The Gepids were an East Germanic group that rose to prominence in the turbulent centuries after the Roman Empire’s direct control waned in the Balkans. Archaeological data indicates that the so-called Gepidic cultural horizon spread across parts of the Pannonian Basin and adjacent Balkan lands during the 5th–6th centuries CE; related material culture has been documented in both Croatia and Serbia. The Jakovo-Kormadin cemetery (Surčin Municipality, near Belgrade) contains burials dated to roughly 400–600 CE that fit within this Migration Period landscape.

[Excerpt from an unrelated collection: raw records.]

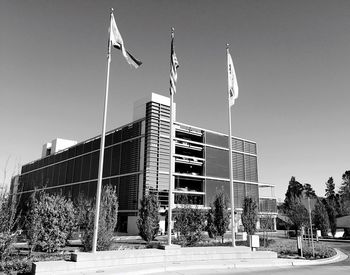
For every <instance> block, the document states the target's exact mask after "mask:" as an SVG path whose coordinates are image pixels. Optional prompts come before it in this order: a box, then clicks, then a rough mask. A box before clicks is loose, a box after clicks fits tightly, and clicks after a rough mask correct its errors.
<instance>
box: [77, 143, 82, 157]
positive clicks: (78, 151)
mask: <svg viewBox="0 0 350 275" xmlns="http://www.w3.org/2000/svg"><path fill="white" fill-rule="evenodd" d="M83 153H84V144H79V145H78V146H77V147H76V156H80V155H82V154H83Z"/></svg>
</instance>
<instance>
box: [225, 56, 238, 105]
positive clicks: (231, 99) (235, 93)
mask: <svg viewBox="0 0 350 275" xmlns="http://www.w3.org/2000/svg"><path fill="white" fill-rule="evenodd" d="M227 77H228V98H229V102H230V107H231V106H232V105H233V104H235V99H236V98H238V84H237V78H236V72H235V67H234V66H233V61H232V58H231V55H230V52H229V51H227Z"/></svg>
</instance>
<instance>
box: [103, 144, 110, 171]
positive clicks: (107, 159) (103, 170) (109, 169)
mask: <svg viewBox="0 0 350 275" xmlns="http://www.w3.org/2000/svg"><path fill="white" fill-rule="evenodd" d="M111 157H112V148H107V149H105V154H104V158H103V177H109V176H110V175H111Z"/></svg>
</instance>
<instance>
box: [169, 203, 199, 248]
mask: <svg viewBox="0 0 350 275" xmlns="http://www.w3.org/2000/svg"><path fill="white" fill-rule="evenodd" d="M183 202H184V203H183V207H181V208H175V213H176V214H175V225H174V230H175V231H176V232H177V235H178V238H177V241H178V242H179V244H181V245H182V246H191V245H194V244H196V243H198V242H199V241H201V240H202V231H204V230H205V213H204V211H202V210H200V209H198V208H193V207H191V206H190V205H188V204H186V201H183Z"/></svg>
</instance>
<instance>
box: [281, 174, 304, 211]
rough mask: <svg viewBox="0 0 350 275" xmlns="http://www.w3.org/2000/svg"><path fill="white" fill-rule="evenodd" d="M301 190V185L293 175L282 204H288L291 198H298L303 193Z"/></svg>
mask: <svg viewBox="0 0 350 275" xmlns="http://www.w3.org/2000/svg"><path fill="white" fill-rule="evenodd" d="M303 190H304V188H303V185H302V184H301V183H300V182H298V181H296V180H295V177H292V178H291V179H290V181H289V185H288V189H287V192H286V198H285V200H284V204H285V205H288V203H289V202H290V201H292V200H293V199H296V198H300V197H301V195H302V193H303Z"/></svg>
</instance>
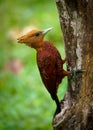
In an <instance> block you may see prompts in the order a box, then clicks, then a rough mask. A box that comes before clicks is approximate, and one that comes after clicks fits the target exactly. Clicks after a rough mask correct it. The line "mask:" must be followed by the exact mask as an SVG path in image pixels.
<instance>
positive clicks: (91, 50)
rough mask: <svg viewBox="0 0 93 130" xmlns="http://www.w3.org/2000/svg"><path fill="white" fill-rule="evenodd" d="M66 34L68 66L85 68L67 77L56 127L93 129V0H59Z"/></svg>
mask: <svg viewBox="0 0 93 130" xmlns="http://www.w3.org/2000/svg"><path fill="white" fill-rule="evenodd" d="M56 4H57V8H58V12H59V19H60V24H61V29H62V32H63V36H64V43H65V51H66V58H67V68H68V69H69V70H73V69H74V70H76V69H84V70H85V72H84V73H82V74H81V73H80V74H77V75H76V77H75V78H74V79H71V77H69V78H68V90H67V93H66V96H65V98H64V101H62V102H61V108H62V111H61V113H60V114H58V115H56V116H55V117H54V119H53V128H54V130H93V0H56Z"/></svg>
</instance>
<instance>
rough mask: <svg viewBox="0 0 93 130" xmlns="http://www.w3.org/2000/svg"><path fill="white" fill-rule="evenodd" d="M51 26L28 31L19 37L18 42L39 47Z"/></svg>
mask: <svg viewBox="0 0 93 130" xmlns="http://www.w3.org/2000/svg"><path fill="white" fill-rule="evenodd" d="M51 29H52V28H48V29H46V30H44V31H40V30H32V31H30V32H28V33H27V34H25V35H23V36H21V37H19V38H18V39H17V40H18V43H25V44H26V45H28V46H30V47H32V48H35V49H37V48H39V47H41V46H42V42H43V38H44V36H45V35H46V34H47V32H49V31H50V30H51Z"/></svg>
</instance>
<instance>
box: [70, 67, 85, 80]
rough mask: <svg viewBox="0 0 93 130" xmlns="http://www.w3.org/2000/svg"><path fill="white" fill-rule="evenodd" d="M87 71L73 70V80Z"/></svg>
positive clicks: (71, 71) (72, 76)
mask: <svg viewBox="0 0 93 130" xmlns="http://www.w3.org/2000/svg"><path fill="white" fill-rule="evenodd" d="M85 71H86V70H83V69H77V70H71V79H75V77H76V76H77V74H79V73H83V72H85Z"/></svg>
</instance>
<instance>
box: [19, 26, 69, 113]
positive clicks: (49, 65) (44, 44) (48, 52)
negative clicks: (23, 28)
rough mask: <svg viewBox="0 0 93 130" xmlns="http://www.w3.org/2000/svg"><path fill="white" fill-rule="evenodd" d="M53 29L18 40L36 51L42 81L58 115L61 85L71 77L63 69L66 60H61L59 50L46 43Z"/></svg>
mask: <svg viewBox="0 0 93 130" xmlns="http://www.w3.org/2000/svg"><path fill="white" fill-rule="evenodd" d="M51 29H52V28H48V29H46V30H44V31H40V30H32V31H30V32H28V33H27V34H25V35H23V36H21V37H19V38H18V43H24V44H26V45H27V46H29V47H31V48H34V49H36V56H37V65H38V68H39V71H40V75H41V79H42V81H43V83H44V85H45V87H46V89H47V90H48V92H49V93H50V95H51V97H52V99H53V100H54V101H55V103H56V106H57V113H59V112H61V107H60V102H59V99H58V96H57V90H58V86H59V84H60V83H61V82H62V79H63V78H64V77H65V76H68V75H70V71H66V70H64V69H63V64H64V63H65V61H66V60H65V59H62V58H61V55H60V53H59V52H58V50H57V48H56V47H55V46H54V45H53V44H52V43H51V42H49V41H45V40H44V37H45V35H46V34H47V33H48V32H49V31H50V30H51Z"/></svg>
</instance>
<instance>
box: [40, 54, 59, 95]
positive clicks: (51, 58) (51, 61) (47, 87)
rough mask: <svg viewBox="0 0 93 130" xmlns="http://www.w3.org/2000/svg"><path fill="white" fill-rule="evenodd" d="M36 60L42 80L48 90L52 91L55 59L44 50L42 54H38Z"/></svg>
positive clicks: (53, 86)
mask: <svg viewBox="0 0 93 130" xmlns="http://www.w3.org/2000/svg"><path fill="white" fill-rule="evenodd" d="M37 62H38V67H39V70H40V74H41V78H42V81H43V82H44V84H45V86H46V88H47V89H48V91H49V92H50V93H52V92H53V88H54V90H55V87H56V66H55V62H56V60H55V58H54V56H53V55H52V54H49V53H47V52H45V53H44V54H43V55H42V54H41V55H39V57H38V61H37ZM55 91H56V90H55Z"/></svg>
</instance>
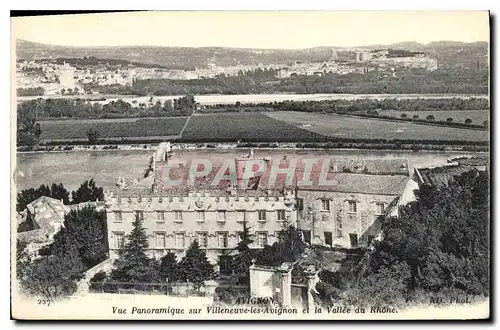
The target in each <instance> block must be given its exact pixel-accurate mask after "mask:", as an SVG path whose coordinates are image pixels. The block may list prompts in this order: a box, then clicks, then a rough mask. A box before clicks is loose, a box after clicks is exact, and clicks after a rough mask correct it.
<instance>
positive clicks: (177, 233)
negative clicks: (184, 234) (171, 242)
mask: <svg viewBox="0 0 500 330" xmlns="http://www.w3.org/2000/svg"><path fill="white" fill-rule="evenodd" d="M185 246H186V245H185V235H184V233H176V234H175V247H176V248H177V249H184V247H185Z"/></svg>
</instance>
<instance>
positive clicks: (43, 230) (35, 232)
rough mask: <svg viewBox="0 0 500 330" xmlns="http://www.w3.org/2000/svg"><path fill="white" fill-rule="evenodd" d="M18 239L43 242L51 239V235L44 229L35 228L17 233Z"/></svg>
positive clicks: (17, 236) (30, 242) (18, 239)
mask: <svg viewBox="0 0 500 330" xmlns="http://www.w3.org/2000/svg"><path fill="white" fill-rule="evenodd" d="M17 239H18V240H19V241H21V242H26V243H43V242H46V241H48V240H49V235H48V233H47V232H46V231H45V230H43V229H35V230H30V231H23V232H21V233H17Z"/></svg>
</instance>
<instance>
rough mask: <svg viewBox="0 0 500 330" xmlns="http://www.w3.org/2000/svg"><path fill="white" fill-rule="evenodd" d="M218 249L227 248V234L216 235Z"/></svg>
mask: <svg viewBox="0 0 500 330" xmlns="http://www.w3.org/2000/svg"><path fill="white" fill-rule="evenodd" d="M217 241H218V244H219V248H227V232H219V233H217Z"/></svg>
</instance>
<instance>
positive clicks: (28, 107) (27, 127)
mask: <svg viewBox="0 0 500 330" xmlns="http://www.w3.org/2000/svg"><path fill="white" fill-rule="evenodd" d="M37 112H38V111H37V107H36V105H35V103H29V106H18V108H17V144H18V145H27V146H30V147H33V146H35V145H37V144H38V143H39V141H40V135H41V134H42V130H41V128H40V124H39V123H38V122H37V121H38V113H37Z"/></svg>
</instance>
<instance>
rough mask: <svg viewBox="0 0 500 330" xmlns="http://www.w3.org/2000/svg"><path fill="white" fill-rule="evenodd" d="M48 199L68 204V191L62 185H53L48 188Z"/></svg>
mask: <svg viewBox="0 0 500 330" xmlns="http://www.w3.org/2000/svg"><path fill="white" fill-rule="evenodd" d="M50 197H52V198H55V199H58V200H61V201H62V202H63V203H64V204H69V191H68V190H67V189H66V188H65V187H64V185H63V184H62V183H59V184H56V183H53V184H52V186H51V187H50Z"/></svg>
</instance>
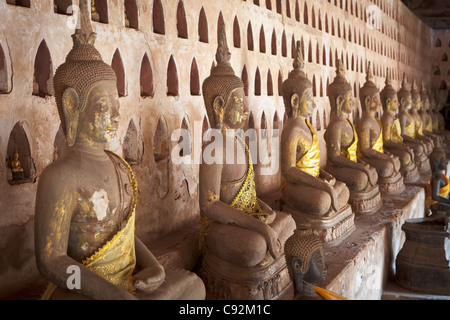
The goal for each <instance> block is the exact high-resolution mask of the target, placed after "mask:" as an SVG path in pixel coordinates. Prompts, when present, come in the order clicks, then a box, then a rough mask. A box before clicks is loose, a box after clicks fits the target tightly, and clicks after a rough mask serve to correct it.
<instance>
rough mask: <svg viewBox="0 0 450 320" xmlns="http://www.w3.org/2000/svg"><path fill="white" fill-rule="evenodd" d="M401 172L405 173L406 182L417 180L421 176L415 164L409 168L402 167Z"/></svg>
mask: <svg viewBox="0 0 450 320" xmlns="http://www.w3.org/2000/svg"><path fill="white" fill-rule="evenodd" d="M401 173H402V175H403V182H404V183H411V182H416V181H417V180H419V178H420V173H419V169H418V168H417V166H416V165H415V164H413V165H411V166H410V167H409V168H405V169H403V168H402V170H401Z"/></svg>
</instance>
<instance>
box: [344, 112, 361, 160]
mask: <svg viewBox="0 0 450 320" xmlns="http://www.w3.org/2000/svg"><path fill="white" fill-rule="evenodd" d="M347 120H348V122H349V123H350V125H351V126H352V129H353V142H352V144H351V145H350V146H349V147H348V148H347V149H345V148H341V156H343V157H346V158H347V159H350V160H351V161H353V162H357V161H358V157H357V151H358V134H357V133H356V129H355V126H354V125H353V123H352V122H351V121H350V120H349V119H347Z"/></svg>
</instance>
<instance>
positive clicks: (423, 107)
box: [420, 82, 430, 111]
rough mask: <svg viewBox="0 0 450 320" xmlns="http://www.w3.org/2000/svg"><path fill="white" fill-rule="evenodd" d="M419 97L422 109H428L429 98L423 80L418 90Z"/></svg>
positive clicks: (428, 106) (426, 90) (428, 96)
mask: <svg viewBox="0 0 450 320" xmlns="http://www.w3.org/2000/svg"><path fill="white" fill-rule="evenodd" d="M420 99H421V100H422V108H423V110H425V111H428V110H430V98H429V96H428V90H427V87H426V86H425V83H424V82H422V88H421V90H420Z"/></svg>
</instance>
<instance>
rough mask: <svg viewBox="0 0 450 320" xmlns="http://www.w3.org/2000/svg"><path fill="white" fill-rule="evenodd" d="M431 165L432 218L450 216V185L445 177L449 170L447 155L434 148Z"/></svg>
mask: <svg viewBox="0 0 450 320" xmlns="http://www.w3.org/2000/svg"><path fill="white" fill-rule="evenodd" d="M430 165H431V171H432V175H431V199H432V200H433V204H432V205H431V206H430V209H431V212H432V216H434V217H436V216H441V215H444V216H446V215H449V214H450V199H449V191H450V183H449V179H448V177H447V176H446V175H445V170H447V157H446V153H445V151H444V150H443V149H441V148H434V150H433V152H432V153H431V155H430Z"/></svg>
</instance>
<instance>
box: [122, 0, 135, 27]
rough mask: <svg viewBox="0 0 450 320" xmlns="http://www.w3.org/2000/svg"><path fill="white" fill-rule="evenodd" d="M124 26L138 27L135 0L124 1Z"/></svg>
mask: <svg viewBox="0 0 450 320" xmlns="http://www.w3.org/2000/svg"><path fill="white" fill-rule="evenodd" d="M124 11H125V27H127V28H133V29H139V15H138V8H137V3H136V0H125V1H124Z"/></svg>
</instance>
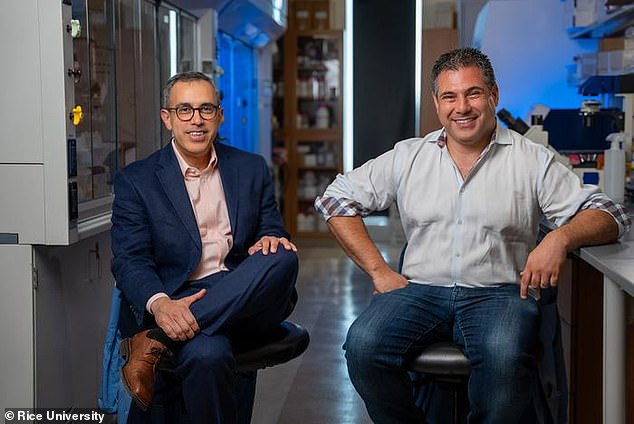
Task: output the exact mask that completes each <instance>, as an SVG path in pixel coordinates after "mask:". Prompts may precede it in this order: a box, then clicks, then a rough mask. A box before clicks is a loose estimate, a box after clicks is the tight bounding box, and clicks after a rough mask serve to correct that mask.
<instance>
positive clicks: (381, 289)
mask: <svg viewBox="0 0 634 424" xmlns="http://www.w3.org/2000/svg"><path fill="white" fill-rule="evenodd" d="M372 282H373V283H374V294H377V293H387V292H391V291H393V290H397V289H402V288H403V287H405V286H407V285H408V284H409V281H407V278H405V277H403V275H402V274H399V273H398V272H395V271H393V270H392V269H391V268H390V269H388V270H386V271H384V272H382V273H381V274H380V275H377V276H375V277H373V278H372Z"/></svg>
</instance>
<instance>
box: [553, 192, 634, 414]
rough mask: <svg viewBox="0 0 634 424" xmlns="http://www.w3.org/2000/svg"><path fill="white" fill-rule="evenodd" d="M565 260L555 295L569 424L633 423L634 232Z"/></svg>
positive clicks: (633, 366) (576, 251)
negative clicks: (560, 277)
mask: <svg viewBox="0 0 634 424" xmlns="http://www.w3.org/2000/svg"><path fill="white" fill-rule="evenodd" d="M628 207H629V210H630V215H631V214H632V205H631V204H629V205H628ZM569 258H570V259H569V260H568V263H567V264H566V269H565V270H564V273H563V275H562V277H561V278H560V287H559V295H558V307H559V313H560V317H561V324H562V337H563V345H564V352H565V356H566V359H567V361H566V363H567V364H566V365H567V371H568V379H569V401H570V402H569V422H570V423H572V424H579V423H589V424H590V423H592V424H595V423H604V424H618V423H634V233H632V232H630V233H628V234H626V235H625V236H624V237H623V238H622V239H621V240H619V241H618V242H616V243H612V244H607V245H601V246H593V247H584V248H581V249H579V250H578V251H576V252H574V253H573V254H571V255H570V257H569Z"/></svg>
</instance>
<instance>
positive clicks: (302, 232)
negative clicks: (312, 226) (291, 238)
mask: <svg viewBox="0 0 634 424" xmlns="http://www.w3.org/2000/svg"><path fill="white" fill-rule="evenodd" d="M296 237H307V238H317V237H324V238H325V237H332V235H331V234H330V231H328V230H324V231H297V235H296Z"/></svg>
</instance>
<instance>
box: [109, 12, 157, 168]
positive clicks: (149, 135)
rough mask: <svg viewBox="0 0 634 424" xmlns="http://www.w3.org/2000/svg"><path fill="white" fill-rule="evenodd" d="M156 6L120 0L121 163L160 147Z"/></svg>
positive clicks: (119, 78)
mask: <svg viewBox="0 0 634 424" xmlns="http://www.w3.org/2000/svg"><path fill="white" fill-rule="evenodd" d="M155 25H156V19H155V6H154V4H153V3H151V2H148V1H141V0H119V1H118V19H117V75H118V78H117V93H118V96H117V97H118V101H117V106H118V110H117V117H118V131H119V132H118V134H119V155H118V156H119V165H120V166H125V165H128V164H129V163H131V162H133V161H134V160H137V159H141V158H143V157H145V156H147V155H149V154H150V153H152V152H153V151H155V150H156V149H157V148H159V147H160V145H161V143H160V140H161V138H160V137H161V135H160V118H159V110H160V104H159V102H160V101H159V99H160V87H159V85H160V78H159V77H158V68H157V62H156V59H155V53H156V48H155V44H154V28H155Z"/></svg>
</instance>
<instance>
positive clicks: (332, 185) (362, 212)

At Jakovo, burial customs and associated artifacts — pottery shapes, dress accessories, and metalwork styles recorded during excavation — suggest participation in a wider network of Late Antique and early medieval communities. Limited evidence suggests that these communities were culturally eclectic: local traditions mixed with influences arriving from the Carpathian-Pannonian zones and Mediterranean corridors. Archaeological layers here preserve the imprint of mobility, conflict, and exchange that defined the era.
It is important to emphasize that the genetic dataset from Jakovo is very small (four samples). While the funerary context offers a cinematic portrait of emergence and identity, any population-level statements must remain tentative. Archaeological interpretations, paired carefully with genetic data, provide the clearest route to understanding how these communities formed and transformed in the 5th–6th centuries CE.